KITGUM, UGANDA – “We have forgiven Kony,” said Janet, her big dimples pressed into her bright cheeks, eyes alive, hands folded lightly on her lap. “And today, I am a new person.”

Janet is 24 years old. Abducted by Joseph Kony’s Lord’s Resistance Army in Northern Uganda when she was just 14, along with 12 other girls, she spent four years in the bush, forced to be a child soldier in a war she never wanted to fight. Janet says they called her a rebel and that she was beaten constantly. Janet was sexually abused, raped, and gave birth to four babies while in captivity; three of them died. After Janet escaped from the LRA, she was suicidal, her mind and heart felt blank, and when she looked into her future, she says there was only black.

When an FH counselor began meeting with Janet in an internally displaced person’s camp, Janet’s suicidal tendencies were alarming. She was referred to FH’s New Life Center, an intensive 16-week live-in treatment program for traumatized women and girls, many of them formerly abducted girl child soldiers. While at the New Life Center the women and girls receive Christian trauma counseling, literacy classes and training in a variety of income generating skills to prepare them to return to their communities.
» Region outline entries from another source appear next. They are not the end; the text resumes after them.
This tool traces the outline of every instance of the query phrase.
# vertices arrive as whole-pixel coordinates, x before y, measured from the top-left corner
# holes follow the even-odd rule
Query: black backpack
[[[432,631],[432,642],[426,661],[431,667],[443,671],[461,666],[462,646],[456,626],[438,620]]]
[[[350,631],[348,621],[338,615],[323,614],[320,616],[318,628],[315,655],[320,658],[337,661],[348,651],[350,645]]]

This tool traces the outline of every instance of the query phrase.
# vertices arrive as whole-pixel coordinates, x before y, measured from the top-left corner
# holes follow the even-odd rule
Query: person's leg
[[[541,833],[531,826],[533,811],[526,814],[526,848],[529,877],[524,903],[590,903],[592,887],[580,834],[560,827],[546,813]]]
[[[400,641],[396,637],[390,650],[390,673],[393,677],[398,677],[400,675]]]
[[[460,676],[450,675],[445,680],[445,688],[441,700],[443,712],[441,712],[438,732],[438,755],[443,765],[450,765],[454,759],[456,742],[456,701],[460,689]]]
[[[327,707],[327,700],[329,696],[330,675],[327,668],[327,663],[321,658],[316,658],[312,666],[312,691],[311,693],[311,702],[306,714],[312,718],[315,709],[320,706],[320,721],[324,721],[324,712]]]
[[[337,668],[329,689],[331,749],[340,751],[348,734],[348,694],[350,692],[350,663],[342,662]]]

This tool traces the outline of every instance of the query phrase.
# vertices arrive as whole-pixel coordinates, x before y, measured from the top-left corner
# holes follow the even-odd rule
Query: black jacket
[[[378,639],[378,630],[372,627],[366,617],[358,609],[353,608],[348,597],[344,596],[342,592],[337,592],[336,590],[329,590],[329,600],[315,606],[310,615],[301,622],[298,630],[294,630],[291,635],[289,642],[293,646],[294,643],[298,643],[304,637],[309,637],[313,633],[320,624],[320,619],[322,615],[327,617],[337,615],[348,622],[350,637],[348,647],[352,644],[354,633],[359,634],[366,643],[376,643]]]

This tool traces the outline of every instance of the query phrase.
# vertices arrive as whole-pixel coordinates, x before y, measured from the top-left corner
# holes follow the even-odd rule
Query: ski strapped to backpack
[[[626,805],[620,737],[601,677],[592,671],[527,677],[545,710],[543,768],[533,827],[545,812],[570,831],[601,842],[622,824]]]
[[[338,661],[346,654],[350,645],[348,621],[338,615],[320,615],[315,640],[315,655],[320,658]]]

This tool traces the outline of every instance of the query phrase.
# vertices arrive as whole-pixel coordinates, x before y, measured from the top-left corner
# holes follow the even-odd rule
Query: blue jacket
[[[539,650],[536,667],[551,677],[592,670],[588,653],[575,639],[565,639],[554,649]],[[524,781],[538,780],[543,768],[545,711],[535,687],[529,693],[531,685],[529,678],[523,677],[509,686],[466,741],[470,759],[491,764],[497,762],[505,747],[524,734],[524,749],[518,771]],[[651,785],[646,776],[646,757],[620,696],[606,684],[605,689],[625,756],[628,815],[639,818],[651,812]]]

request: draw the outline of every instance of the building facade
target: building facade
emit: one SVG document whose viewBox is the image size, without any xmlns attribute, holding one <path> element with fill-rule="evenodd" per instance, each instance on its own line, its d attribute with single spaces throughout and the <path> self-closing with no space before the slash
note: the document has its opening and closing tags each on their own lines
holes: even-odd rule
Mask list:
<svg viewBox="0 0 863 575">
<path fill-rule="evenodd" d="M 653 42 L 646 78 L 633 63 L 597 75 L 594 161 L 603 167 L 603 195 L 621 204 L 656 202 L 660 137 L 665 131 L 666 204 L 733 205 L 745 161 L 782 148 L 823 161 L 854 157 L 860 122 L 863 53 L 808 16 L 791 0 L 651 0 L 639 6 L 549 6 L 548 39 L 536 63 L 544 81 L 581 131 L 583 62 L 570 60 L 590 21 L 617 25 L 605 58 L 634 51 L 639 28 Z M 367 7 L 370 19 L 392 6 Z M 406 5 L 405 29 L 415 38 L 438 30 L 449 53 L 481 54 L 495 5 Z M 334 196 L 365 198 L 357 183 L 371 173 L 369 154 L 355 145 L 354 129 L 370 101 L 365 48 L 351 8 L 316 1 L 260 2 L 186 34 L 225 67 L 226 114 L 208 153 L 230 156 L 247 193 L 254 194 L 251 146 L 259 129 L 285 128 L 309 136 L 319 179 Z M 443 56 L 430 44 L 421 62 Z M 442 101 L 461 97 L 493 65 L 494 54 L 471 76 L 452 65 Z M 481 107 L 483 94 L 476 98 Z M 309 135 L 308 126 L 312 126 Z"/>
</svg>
In the final week of Janet’s time at the NLC she proudly proclaimed, “the bad things are gone, I want to help others learn how to love and forgive like I have.” Her young daughter Alimo, the only child who survived, giggled constantly at her side. Janet continued to explain her vision to see girls like herself experience hope for the first time; to come from that blank empty space and into life. She took Alimo and placed her on her lap. “To love is to forgive, and to forgive is to forgive your enemy.”